[PATCH v2] drm/xe/lnl: Apply Wa_22019338487

Mon Jun 10 20:13:58 UTC 2024

On Mon, Jun 10, 2024 at 11:52:31AM -0700, Vinay Belgaumkar wrote:
> This WA requires us to limit media GT frequency requests to a certain
> cap value during driver load. Freq limits are restored after load
> completes, so perf will not be affected during normal operations.
> 
> During normal driver operation, this WA requires dummy writes to media
> offset 0x380D8C after every ~63 GGTT writes.
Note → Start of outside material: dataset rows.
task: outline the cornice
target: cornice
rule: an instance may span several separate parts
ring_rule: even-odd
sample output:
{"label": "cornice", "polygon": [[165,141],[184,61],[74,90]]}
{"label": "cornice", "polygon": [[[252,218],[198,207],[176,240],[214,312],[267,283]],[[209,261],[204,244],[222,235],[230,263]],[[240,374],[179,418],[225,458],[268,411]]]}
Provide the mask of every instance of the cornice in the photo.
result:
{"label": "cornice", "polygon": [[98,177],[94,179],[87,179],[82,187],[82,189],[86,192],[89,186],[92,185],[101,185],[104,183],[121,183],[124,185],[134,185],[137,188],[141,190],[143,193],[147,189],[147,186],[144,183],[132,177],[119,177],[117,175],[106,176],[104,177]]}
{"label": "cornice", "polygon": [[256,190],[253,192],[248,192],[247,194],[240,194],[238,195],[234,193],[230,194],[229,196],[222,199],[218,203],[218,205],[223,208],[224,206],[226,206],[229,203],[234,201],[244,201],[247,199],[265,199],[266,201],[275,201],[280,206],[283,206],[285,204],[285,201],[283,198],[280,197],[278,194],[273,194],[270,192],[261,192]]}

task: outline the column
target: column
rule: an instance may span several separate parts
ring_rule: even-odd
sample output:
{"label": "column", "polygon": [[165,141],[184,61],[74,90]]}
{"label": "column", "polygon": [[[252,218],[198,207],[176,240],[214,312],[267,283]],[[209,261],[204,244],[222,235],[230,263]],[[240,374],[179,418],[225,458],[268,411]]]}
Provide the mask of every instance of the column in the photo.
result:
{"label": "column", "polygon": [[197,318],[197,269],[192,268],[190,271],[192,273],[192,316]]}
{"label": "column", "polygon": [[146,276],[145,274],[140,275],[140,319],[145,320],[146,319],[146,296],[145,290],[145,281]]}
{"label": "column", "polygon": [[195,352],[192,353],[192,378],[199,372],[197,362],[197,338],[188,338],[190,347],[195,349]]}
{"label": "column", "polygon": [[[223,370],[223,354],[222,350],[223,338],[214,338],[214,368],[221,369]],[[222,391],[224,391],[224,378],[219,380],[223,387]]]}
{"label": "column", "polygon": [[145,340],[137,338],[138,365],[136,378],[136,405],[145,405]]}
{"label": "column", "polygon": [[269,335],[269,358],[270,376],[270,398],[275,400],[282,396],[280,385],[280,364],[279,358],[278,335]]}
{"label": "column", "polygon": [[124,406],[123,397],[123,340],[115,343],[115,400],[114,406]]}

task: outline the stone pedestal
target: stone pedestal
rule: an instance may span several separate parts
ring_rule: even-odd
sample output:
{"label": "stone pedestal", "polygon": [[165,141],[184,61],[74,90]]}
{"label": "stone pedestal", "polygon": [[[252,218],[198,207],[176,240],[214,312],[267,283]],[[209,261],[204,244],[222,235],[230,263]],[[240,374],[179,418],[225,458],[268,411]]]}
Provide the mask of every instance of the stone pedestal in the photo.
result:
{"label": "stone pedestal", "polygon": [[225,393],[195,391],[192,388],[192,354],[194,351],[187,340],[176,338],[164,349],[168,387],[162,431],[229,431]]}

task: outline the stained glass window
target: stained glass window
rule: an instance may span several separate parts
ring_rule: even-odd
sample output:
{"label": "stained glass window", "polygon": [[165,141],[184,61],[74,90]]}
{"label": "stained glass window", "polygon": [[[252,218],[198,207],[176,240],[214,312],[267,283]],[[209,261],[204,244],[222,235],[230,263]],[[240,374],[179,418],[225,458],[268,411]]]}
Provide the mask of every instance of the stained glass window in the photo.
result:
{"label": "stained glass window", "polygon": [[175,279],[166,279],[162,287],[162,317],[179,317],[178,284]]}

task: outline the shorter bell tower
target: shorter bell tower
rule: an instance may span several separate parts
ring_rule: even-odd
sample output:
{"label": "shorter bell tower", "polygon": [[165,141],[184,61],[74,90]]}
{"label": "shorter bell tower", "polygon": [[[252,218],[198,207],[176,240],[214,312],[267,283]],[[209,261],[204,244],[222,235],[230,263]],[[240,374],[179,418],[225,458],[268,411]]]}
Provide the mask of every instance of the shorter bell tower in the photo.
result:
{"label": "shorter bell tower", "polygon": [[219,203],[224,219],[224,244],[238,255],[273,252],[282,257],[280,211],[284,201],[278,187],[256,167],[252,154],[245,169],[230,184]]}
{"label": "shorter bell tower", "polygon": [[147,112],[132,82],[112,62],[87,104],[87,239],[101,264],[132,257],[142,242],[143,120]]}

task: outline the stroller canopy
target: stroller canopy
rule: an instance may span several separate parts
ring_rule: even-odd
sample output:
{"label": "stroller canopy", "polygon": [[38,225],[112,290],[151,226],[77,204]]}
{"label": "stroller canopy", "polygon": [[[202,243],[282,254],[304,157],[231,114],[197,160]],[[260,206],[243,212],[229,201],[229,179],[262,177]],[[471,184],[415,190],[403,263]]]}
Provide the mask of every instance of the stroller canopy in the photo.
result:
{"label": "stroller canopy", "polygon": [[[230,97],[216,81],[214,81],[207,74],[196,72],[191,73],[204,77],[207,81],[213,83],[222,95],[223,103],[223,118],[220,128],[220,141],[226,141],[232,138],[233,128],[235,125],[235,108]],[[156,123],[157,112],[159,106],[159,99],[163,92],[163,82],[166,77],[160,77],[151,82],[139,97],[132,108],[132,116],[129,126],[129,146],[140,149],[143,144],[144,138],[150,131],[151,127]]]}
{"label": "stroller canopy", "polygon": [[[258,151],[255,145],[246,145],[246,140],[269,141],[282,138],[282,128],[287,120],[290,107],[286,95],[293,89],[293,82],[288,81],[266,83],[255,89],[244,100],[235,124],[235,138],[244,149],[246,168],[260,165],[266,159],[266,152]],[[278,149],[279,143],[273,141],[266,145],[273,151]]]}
This will ensure completion
> of the LMEM writes originating from Gunit.
> 
> During driver unload(before FLR), the WA requires that we set requested
> frequency to the cap value again.
> 
> Signed-off-by: Vinay Belgaumkar <vinay.belgaumkar at intel.com>
> ---
>  drivers/gpu/drm/xe/Makefile          |  2 +
>  drivers/gpu/drm/xe/xe_device.c       | 10 ++++
>  drivers/gpu/drm/xe/xe_ggtt.c         | 19 ++++++
>  drivers/gpu/drm/xe/xe_ggtt_types.h   |  2 +
>  drivers/gpu/drm/xe/xe_gsc.c          |  4 ++
>  drivers/gpu/drm/xe/xe_gt.c           |  2 +
>  drivers/gpu/drm/xe/xe_guc_pc.c       | 87 +++++++++++++++++++++++++++-
>  drivers/gpu/drm/xe/xe_guc_pc.h       |  4 ++
>  drivers/gpu/drm/xe/xe_guc_pc_types.h |  4 ++
>  drivers/gpu/drm/xe/xe_wa_oob.rules   |  1 +
>  10 files changed, 134 insertions(+), 1 deletion(-)
> 
> diff --git a/drivers/gpu/drm/xe/Makefile b/drivers/gpu/drm/xe/Makefile
> index 478acc94a71c..ab282070fedf 100644
> --- a/drivers/gpu/drm/xe/Makefile
> +++ b/drivers/gpu/drm/xe/Makefile
> @@ -24,9 +24,11 @@ $(obj)/generated/%_wa_oob.c $(obj)/generated/%_wa_oob.h: $(obj)/xe_gen_wa_oob \
>  	$(call cmd,wa_oob)
>  
>  uses_generated_oob := \
> +	$(obj)/xe_ggtt.o \
>  	$(obj)/xe_gsc.o \
>  	$(obj)/xe_guc.o \
>  	$(obj)/xe_guc_ads.o \
> +	$(obj)/xe_guc_pc.o \
>  	$(obj)/xe_migrate.o \
>  	$(obj)/xe_ring_ops.o \
>  	$(obj)/xe_vm.o \
> diff --git a/drivers/gpu/drm/xe/xe_device.c b/drivers/gpu/drm/xe/xe_device.c
> index 94dbfe5cf19c..6450cccb1771 100644
> --- a/drivers/gpu/drm/xe/xe_device.c
> +++ b/drivers/gpu/drm/xe/xe_device.c
> @@ -37,6 +37,7 @@
>  #include "xe_gt_printk.h"
>  #include "xe_gt_sriov_vf.h"
>  #include "xe_guc.h"
> +#include "xe_guc_pc.h"

does it make sense to introduce this dependency at the device level?
or perhaps this should be part of the gt_idle which then, if using
guc it calls there?

>  #include "xe_hwmon.h"
>  #include "xe_irq.h"
>  #include "xe_memirq.h"
> @@ -50,6 +51,7 @@
>  #include "xe_tile.h"
>  #include "xe_ttm_stolen_mgr.h"
>  #include "xe_ttm_sys_mgr.h"
> +#include "xe_uc_fw.h"
>  #include "xe_vm.h"
>  #include "xe_vram.h"
>  #include "xe_wait_user_fence.h"
> @@ -668,6 +670,12 @@ int xe_device_probe(struct xe_device *xe)
>  
>  	xe_hwmon_register(xe);
>  
> +	/* Wa_22019338487: Restore GT/Media freq now if GSC is not being loaded. */
> +	for_each_gt(gt, xe, id) {
> +		if (!xe_uc_fw_is_available(&gt->uc.gsc.fw))
> +			xe_guc_pc_wa_22019338487_end(&gt->uc.guc.pc);
> +	}

please move this to a function inside guc_pc...
perhaps calling the function
xe_guc_pc_sanitize_freq()

But please keep the probe cleaning calling one component that makes sense.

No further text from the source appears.